Secondly, the researchers declare that they found nutrients "in the organic systems to be 34 to 51% lower than in conventional systems, whereas mean crop yield was only 20% lower over a period of 21 years." But–to ask the organic advocates' own question–is organic agriculture sustainable over the long run? Again, the fine print says no. As their research confirms, organic farming is mining the soil of its vital minerals, particularly phosphorus and potassium. Eventually, as these minerals are used up, organic crop production will fall below its already low level. Conventional farming, on the other hand, restores mineral balances through fertilization.

"The Swiss researchers are not thinking globally, they're only acting locally," says Alex Avery, director of research for the Hudson Institute's Center for Global Food Issues. Avery points out that organic farming can supply food for niche markets of affluent consumers but cannot feed a hungry world. Other methods of food production can. In his new book Enriching the Earth, the University of Manitoba agronomist Vaclav Smil credits the Haber-Bosch method of producing nitrogen fertilizer, invented in 1909, with sustaining two billion people today.

Synthetic fertilizers now supply 40 percent of all the nitrogen used by crop plants. Without this artificially produced fertilizer, farmers would simply not be able to grow the crops necessary to feed the world's population. Organic sources of nitrogen, such as animal manure and leguminous plants, would supply only about a quarter of the nitrogen needed. (The remainder comes from rain and lightening.) Other inventions, such as high-yielding crop varieties and modern farm equipment, have also been vital to boosting food supplies. For example, when farm tractors arrived after the 1920s, they replaced draft animals that consumed a quarter of the crops grown in the United States.
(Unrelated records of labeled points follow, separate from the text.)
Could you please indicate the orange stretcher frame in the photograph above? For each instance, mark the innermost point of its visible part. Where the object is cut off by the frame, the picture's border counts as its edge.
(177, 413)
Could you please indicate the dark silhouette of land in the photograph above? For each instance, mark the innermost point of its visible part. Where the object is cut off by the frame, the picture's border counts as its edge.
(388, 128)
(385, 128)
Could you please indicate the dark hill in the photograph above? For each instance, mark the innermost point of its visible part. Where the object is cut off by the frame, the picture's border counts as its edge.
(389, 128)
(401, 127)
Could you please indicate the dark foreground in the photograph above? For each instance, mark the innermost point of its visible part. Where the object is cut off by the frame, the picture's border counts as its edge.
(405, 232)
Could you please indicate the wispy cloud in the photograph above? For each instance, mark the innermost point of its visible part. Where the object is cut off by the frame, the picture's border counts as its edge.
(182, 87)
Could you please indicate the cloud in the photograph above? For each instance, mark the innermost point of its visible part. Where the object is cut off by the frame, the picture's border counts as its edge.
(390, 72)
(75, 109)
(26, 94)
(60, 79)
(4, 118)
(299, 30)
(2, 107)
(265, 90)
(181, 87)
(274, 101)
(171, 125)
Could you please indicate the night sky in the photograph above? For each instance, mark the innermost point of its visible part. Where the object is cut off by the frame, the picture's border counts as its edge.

Keep in mind that plants cannot tell the difference between "natural" sources of nitrogen, phosphorus, and potassium and "artificial" sources of those elements. The reason is that there is no difference, outside the minds of organic farmers.

The Swiss researchers did find some true benefits from organic farming, including greater water retention by the soil and a higher presence of beneficial insects. Unfortunately, they did not test their organic systems against the newest form of conventional agriculture, no-till farming combined with genetically enhanced crops. This uses much less energy and less pesticides than the old-fashioned systems examined by the Swiss scientists.

Since no-till farmers don't plow, their tractors use less fuel. Also, since weed control is achieved using environmentally benign herbicides instead of mechanical removal through plowing, even more fuel is saved. Finally, no-till farmers use less insecticide, since genetically enhanced crops can protect themselves against pests. Against all this, organic farming's 19 percent energy advantage would likely disappear.

No-till farming matches several other advantages of organic agriculture as well. Both methods offer improved soil structure, more water retention, greatly reduced soil erosion, less pesticide and fertilizer runoff, and a higher presence of beneficial insects. Although organic farmers refuse to see it, switching to genetically enhanced crops would go a long way toward accomplishing their avowed goals of restoring their land and helping the natural environment.

One final argument often offered by organic enthusiasts is that organic farming is more profitable. Of course, the reason organic foods command a premium at supermarkets is that so many consumers have been bamboozled into thinking that they are somehow superior. If organic farming became widespread, that premium would dissipate and take its higher profitability with it.

As the Cambridge chemist John Emsley recently concluded, "The greatest catastrophe that the human race could face this century is not global warming but a global conversion to 'organic farming'–an estimated 2 billion people would perish." News reports may hail the Swiss study as proving that organic farming is sustainable, but it actually did the opposite.